Right now for the tricky part - forming the group. You can use this thread to advertise your interest in being a member or wanting to start a group - I am also willing for people to pm me names to be put into a hat for me to make random groups of 8 (or so depending on numbers) out of.


----------



## manaheim (May 9, 2009)

Um, ok, I'll jump on the wagon o' banding. 

I'm willing and interested.  I'm probably high intermediate skill level or so.


----------



## LuckySo-n-So (May 9, 2009)

Since I'm already on one wagon, I'll jump on this one too and see how it goes.

Hopefully this won't drive me to fall off the other wagon...

My skill level has been upgraded from "totally clueless" to "clueless."  Seriously, I'm still a beginner.


----------



## Bitter Jeweler (May 9, 2009)

I'd like to participate. I like "methods of operation" #1 and #3 myself.

I am a beginer, but not a total noob. I am very interesting in finding some sort of community mentorship, that involves other beginers and more advanced people as well. I believe this is the best way to learn.

My strengths: May only be my drive and determination, at the moment.
My weaknesses: Framing and Composition 
My lofty goals: To show in a gallery. 
My background: Fine Arts/Crafts, speciallizing in jewelry/metals, and sculpture. Very limited 2D design / Illustration education. How I went through 4 years of college, and didn't take Vis Org 101 escapes me.


----------



## d40bby (May 9, 2009)

You can mark me down as interested....beginner here but learning quickly!


----------



## Sherman Banks (May 9, 2009)

Sign me up!  I appreciate you actually putting this into action as the other thread was full of good ideas but I wasn't thinking anyone would actually act on them.  I'm on here everyday and would be totally willing to lead/organize a group.  I really don't know where I'd say my skill level is, but I have a good understanding of a camera's operations and also understand compositional elements quite well.  Plus, I feel I'm active with the feedback to most people's photos and it would be great to know that mine would get some feedback too.


----------



## DScience (May 9, 2009)

I'm a beginner addicted to photography...So, I would like to participate in this most definitely!


----------



## Webby (May 10, 2009)

I would love to participate in something like this! I am a totally clueless beginner who doesn't even know how to operate my camera yet.
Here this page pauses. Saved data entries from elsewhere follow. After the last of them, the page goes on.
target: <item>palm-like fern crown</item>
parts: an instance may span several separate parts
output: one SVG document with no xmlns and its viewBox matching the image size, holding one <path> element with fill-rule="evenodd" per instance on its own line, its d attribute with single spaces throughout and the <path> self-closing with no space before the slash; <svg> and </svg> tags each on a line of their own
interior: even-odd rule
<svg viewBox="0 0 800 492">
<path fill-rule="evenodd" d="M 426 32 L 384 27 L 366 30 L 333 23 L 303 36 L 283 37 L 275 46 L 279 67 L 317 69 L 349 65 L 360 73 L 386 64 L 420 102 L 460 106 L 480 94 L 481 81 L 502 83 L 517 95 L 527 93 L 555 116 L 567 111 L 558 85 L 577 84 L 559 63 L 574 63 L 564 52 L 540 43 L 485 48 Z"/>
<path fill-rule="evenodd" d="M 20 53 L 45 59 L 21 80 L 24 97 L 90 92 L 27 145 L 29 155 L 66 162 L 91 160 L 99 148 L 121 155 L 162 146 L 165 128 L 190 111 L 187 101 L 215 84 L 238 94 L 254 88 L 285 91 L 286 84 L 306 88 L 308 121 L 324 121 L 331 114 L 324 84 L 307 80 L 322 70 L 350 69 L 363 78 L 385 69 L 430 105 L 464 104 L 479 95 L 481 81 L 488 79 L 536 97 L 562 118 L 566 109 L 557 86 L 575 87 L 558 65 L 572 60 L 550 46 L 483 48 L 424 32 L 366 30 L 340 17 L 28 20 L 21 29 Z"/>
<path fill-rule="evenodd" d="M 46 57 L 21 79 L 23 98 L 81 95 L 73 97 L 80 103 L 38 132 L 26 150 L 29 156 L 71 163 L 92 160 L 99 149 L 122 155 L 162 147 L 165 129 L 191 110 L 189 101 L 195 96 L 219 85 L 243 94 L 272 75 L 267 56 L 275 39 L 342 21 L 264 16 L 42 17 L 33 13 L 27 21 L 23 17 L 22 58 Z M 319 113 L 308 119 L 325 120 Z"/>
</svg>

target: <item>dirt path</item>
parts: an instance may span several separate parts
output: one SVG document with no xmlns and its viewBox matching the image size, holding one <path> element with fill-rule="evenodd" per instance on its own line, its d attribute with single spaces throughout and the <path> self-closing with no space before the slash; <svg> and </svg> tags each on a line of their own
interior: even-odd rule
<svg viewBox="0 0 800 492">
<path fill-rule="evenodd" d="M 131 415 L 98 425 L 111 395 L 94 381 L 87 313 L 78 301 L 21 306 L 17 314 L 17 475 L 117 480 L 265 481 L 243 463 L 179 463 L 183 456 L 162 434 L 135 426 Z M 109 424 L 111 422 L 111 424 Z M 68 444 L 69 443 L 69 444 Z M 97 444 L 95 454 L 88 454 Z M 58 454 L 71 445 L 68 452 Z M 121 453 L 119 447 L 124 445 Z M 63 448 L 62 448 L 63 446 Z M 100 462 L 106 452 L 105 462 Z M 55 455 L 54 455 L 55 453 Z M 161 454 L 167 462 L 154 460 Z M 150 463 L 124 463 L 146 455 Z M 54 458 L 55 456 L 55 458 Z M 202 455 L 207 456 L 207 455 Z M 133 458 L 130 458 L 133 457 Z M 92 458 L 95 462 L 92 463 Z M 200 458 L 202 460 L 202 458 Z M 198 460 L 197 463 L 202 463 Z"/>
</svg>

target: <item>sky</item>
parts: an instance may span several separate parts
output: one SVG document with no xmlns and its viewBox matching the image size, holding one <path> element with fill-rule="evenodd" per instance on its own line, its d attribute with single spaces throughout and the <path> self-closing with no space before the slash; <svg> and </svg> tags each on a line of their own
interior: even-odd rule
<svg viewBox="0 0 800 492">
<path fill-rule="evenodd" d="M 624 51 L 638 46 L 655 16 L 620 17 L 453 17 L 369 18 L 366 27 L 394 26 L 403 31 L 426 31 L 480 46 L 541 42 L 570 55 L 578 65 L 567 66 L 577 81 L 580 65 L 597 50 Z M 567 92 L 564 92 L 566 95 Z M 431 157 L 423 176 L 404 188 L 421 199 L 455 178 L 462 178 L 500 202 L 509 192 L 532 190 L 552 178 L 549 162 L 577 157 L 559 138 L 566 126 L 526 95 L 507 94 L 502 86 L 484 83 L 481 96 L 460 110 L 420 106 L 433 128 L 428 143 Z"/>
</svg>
I hope this doesn't exclude me.


----------



## paulpippin29 (May 10, 2009)

Not a beginner any longer, but by no means a professional either... I'de be honored to partake in this adventure


----------



## Overread (May 11, 2009)

Well 8 is sort of the "magic number" and there are 8 of you appearing.
So you 8 above shakes hands your group 1! 

I would suggest one of you start a soical group in the groups section so that you can have an easy talk about how to set yourself up and how to operate the group


----------



## CyclonePWR (May 11, 2009)

Count me in as well for the next group! I not sure how to classify my self, but I would say would say beginner or just past.


----------



## sburatorul (May 11, 2009)

definitely count me in. i consider myself a beginner and now that i got more time and some new gear i am eager to learn...


----------



## lockwood81 (May 11, 2009)

I'd like to join this.  I'm a beginnner also.


----------



## cindyg2024 (May 11, 2009)

I wouldn't mind joining a group!  I am still a beginner with basic equipment but i would definitely love to get more input and even be assigned "tasks" or "assignments" to complete.


----------



## cindyg2024 (May 11, 2009)

Lockwood... i love your profile pic!


----------



## Chris of Arabia (May 11, 2009)

OK, stick me down for one then. I can claim some 27-28 years experience on and off, most of it on film, but recent years very much digitally based. In some ways, I'm slightly past being overly concerned with what people think about my own photography, but I don't mind adding an opinion or two to other peoples photographs.


----------



## linpelk (May 11, 2009)

I'd like to participate as well.


----------



## sburatorul (May 11, 2009)

well chris of arabia (chris is my name too) i am looking forward to learning from you!


----------



## Skedaddle (May 11, 2009)

I would like to join. I'm a beginner too. Do I have to have a DSLR to join or am I ok with my Canon Powershot S3 IS?


----------



## Sherman Banks (May 11, 2009)

I've got a group created here.  If you want to join, post there with your name (real name preferred but you can stick with your moniker if you'd like), how long you've been shooting, what you feel you are good with and what you feel you would like to improve on.  I'm just taking the first 8 to join so if you're interested and there's room, go ahead and join us.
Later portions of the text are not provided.